Average gene profiles were obtained by averaging the sequencing coverage, which was normalized to the average genomic coverage, at each base, 500 bp upstream and 2500 bp downstream of the transcription start site (as defined by simultaneous mapping of RNA ends by sequencing (SMORE-Seq)62) of 4793 genes. Genes were included in these calculations until their polyadenylation sites were reached (as defined by SMORE-Seq62). For the Rpb3 ChIP calculations, genes were included until 300 bp from their polyadenylation sites due to large peaks at the 3′ ends of many genes that skewed quantification. Genome-wide analyses were performed by either dividing the genome into 500 bp windows with 250 bp steps or by calculating occupancy over nucleosomal sites63. To avoid DNA accessibility bias, all correlations were observed in and out of input-controlled bins. With regards to box plots, boxes span from the first to third quartile with whiskers extending 1.5 times the interquartile range (IQR). Black bars represent the median and notches represent an approximation of the 95% confidence interval and extend ±1/58 IQR/sqrt(n).

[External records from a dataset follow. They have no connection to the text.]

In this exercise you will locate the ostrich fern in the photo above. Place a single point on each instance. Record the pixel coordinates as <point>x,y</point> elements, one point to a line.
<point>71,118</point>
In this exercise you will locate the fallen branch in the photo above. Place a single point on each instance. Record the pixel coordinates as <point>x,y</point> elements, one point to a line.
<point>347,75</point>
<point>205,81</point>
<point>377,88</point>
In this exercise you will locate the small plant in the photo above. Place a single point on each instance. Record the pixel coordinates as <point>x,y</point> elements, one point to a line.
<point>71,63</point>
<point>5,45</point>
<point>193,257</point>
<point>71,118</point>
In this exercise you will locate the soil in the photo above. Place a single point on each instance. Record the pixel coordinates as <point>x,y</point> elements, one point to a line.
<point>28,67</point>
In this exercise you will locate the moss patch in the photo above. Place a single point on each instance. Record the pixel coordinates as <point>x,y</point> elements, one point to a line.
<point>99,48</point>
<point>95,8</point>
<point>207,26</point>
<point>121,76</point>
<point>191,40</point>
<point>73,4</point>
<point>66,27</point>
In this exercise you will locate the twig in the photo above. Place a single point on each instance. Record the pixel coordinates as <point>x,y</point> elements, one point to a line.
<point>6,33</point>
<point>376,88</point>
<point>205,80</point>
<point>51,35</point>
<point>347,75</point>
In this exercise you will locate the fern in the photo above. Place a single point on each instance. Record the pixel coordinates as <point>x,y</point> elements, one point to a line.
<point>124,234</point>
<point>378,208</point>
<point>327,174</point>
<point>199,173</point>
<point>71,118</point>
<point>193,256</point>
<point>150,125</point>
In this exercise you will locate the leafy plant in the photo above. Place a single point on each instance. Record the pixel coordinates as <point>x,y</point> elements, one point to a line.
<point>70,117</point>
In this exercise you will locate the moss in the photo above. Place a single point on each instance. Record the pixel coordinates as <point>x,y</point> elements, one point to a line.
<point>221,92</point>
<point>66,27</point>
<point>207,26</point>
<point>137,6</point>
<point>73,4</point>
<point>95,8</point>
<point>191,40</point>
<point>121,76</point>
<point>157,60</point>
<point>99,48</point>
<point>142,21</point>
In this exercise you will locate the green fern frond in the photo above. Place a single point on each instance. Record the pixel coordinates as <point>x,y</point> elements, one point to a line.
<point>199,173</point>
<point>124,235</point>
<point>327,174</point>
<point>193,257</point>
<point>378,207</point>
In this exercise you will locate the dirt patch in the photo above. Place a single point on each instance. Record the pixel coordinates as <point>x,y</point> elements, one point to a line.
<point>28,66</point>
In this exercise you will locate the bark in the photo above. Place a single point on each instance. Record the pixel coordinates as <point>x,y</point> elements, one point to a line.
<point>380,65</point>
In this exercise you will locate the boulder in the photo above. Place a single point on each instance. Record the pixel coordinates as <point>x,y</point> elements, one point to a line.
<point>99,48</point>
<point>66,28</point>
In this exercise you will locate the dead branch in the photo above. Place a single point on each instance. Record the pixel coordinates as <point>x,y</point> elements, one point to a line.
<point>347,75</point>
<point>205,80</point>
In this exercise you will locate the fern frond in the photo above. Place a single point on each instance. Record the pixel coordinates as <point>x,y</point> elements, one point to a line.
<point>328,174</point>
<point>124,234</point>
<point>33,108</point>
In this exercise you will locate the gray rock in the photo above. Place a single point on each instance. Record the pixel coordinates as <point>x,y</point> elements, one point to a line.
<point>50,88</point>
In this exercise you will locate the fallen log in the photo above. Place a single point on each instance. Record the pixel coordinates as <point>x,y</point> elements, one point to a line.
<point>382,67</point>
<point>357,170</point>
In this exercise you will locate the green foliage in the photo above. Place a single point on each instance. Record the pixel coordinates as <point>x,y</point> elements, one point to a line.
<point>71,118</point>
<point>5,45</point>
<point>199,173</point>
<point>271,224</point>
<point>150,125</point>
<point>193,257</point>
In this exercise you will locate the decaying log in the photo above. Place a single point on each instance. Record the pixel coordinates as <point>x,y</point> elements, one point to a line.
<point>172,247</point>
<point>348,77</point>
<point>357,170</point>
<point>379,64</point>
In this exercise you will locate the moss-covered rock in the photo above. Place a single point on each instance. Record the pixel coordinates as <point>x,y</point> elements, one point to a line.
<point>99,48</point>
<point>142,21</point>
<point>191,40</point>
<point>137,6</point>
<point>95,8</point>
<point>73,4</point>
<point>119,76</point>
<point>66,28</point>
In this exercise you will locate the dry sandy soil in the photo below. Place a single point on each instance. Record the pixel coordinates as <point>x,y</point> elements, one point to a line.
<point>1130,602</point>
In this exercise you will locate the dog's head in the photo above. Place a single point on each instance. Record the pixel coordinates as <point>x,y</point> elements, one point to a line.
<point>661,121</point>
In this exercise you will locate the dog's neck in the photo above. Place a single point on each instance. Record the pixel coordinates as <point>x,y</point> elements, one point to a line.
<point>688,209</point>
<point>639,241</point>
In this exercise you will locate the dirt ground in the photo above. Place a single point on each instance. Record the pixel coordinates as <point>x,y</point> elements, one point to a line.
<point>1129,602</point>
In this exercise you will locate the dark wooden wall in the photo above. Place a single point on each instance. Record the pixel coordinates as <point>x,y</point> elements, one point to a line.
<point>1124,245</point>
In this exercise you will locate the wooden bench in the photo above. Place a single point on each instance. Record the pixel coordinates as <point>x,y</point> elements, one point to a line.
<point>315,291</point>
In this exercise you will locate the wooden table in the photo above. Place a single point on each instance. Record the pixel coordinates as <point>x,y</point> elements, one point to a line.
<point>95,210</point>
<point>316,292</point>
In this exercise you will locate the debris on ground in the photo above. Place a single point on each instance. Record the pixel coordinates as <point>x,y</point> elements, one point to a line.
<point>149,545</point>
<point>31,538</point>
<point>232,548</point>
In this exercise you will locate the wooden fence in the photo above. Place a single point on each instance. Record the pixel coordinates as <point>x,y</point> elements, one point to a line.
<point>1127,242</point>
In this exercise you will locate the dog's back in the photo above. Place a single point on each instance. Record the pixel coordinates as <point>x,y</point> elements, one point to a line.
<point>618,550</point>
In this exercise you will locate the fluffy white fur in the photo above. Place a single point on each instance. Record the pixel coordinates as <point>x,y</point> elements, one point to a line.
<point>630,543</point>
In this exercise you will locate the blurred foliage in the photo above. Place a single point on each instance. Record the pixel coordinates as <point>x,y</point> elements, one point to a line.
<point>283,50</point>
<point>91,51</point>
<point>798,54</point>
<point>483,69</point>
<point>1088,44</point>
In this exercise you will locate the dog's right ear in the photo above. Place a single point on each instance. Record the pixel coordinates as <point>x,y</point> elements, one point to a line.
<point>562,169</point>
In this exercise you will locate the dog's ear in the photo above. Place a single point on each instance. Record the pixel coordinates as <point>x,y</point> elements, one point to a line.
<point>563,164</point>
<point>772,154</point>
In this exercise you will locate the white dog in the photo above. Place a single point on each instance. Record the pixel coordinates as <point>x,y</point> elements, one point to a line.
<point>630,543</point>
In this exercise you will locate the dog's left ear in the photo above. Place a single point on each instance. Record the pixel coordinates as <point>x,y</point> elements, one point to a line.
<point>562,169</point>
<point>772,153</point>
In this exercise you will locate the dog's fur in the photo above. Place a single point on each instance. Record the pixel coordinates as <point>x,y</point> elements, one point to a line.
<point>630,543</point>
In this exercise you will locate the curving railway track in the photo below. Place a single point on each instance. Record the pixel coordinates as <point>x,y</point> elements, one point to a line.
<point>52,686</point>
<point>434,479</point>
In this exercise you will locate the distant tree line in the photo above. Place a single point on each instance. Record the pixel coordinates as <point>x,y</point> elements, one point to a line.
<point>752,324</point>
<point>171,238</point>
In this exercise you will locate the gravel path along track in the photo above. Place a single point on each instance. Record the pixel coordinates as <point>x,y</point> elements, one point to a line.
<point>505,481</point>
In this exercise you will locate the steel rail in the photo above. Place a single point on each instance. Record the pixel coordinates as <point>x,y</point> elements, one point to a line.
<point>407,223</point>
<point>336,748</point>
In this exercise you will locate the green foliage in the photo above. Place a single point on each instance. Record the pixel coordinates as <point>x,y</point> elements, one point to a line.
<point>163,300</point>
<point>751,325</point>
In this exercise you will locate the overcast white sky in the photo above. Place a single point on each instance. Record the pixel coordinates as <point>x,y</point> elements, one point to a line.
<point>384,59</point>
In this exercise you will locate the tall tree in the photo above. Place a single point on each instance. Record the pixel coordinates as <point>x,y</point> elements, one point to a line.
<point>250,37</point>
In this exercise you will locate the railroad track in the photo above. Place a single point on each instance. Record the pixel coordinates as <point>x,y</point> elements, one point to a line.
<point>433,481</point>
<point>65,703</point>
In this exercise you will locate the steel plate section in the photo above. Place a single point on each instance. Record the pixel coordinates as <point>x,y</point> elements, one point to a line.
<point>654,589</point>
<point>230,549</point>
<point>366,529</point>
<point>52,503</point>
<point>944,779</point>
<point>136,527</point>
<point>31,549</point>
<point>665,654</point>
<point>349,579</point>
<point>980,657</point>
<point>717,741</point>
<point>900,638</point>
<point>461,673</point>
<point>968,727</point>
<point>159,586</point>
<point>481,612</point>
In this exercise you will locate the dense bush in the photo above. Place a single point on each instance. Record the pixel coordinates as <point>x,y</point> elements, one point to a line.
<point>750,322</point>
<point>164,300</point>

Synthetic genetic array analysis

SGA analysis was carried out using a ROTOR colony manipulation robot (Singer Instruments) in combination with the non-essential yeast deletion array as previously outlined64,65,66. The SGA starting strain, Y7093, was transformed with the pRS416-GAL1pr-DVNP-3HA-NLS plasmid and mated with the deletion array. Diploids were selected using YPD (1% yeast extract, 2% peptone, 2% dextrose) supplemented with 0.25 mg/mL G418 and 0.1 mg/mL nourseothricin and sporulated on depleted media (1% KOAc, 0.5% yeast extract, 0.5% dextrose, 0.001% sporulation amino acid mix, 2% agar, 0.25 mg/mL G418) for 11 days at 30 °C. Double mutant haploids were then selected and cultured on germination media (0.7% yeast nitrogenous base without ammonium sulfate, 0.2% complete supplement mixture lacking arginine, lysine, histidine, and uracil, 2% dextrose, 2% agar, 0.05 mg/mL thialysine, 0.05 mg/mL canavanine, 0.25 mg/mL G418 and 0.1 mg/mL nourseothricin). The resulting strains were then plated onto either germination media containing 2% galactose and 2% raffinose (experimental plates) or germination media containing 2% galactose, 2% raffinose, and 2 mg/mL 5-fluoroorotic acid, a drug which selects for loss of URA3-based plasmids (control plates). Plates were imaged on a flat-bed scanner and colony size and relative growth were quantified and analyzed using Balony v1.2.1 using the default settings67. Default thresholds for growth and lethality were set and resulting mutants above the rescue threshold were inspected using FunSpec68. Functional categories were assigned using Munich Information Centre for Protein Sequences (MIPS) functional classifications27.

Data availability

The ChIP-seq and MNase-seq data sets have been deposited in the Gene Expression Omnibus under accession number GSE102280. The SGA analysis data is available in Supplementary Data 1.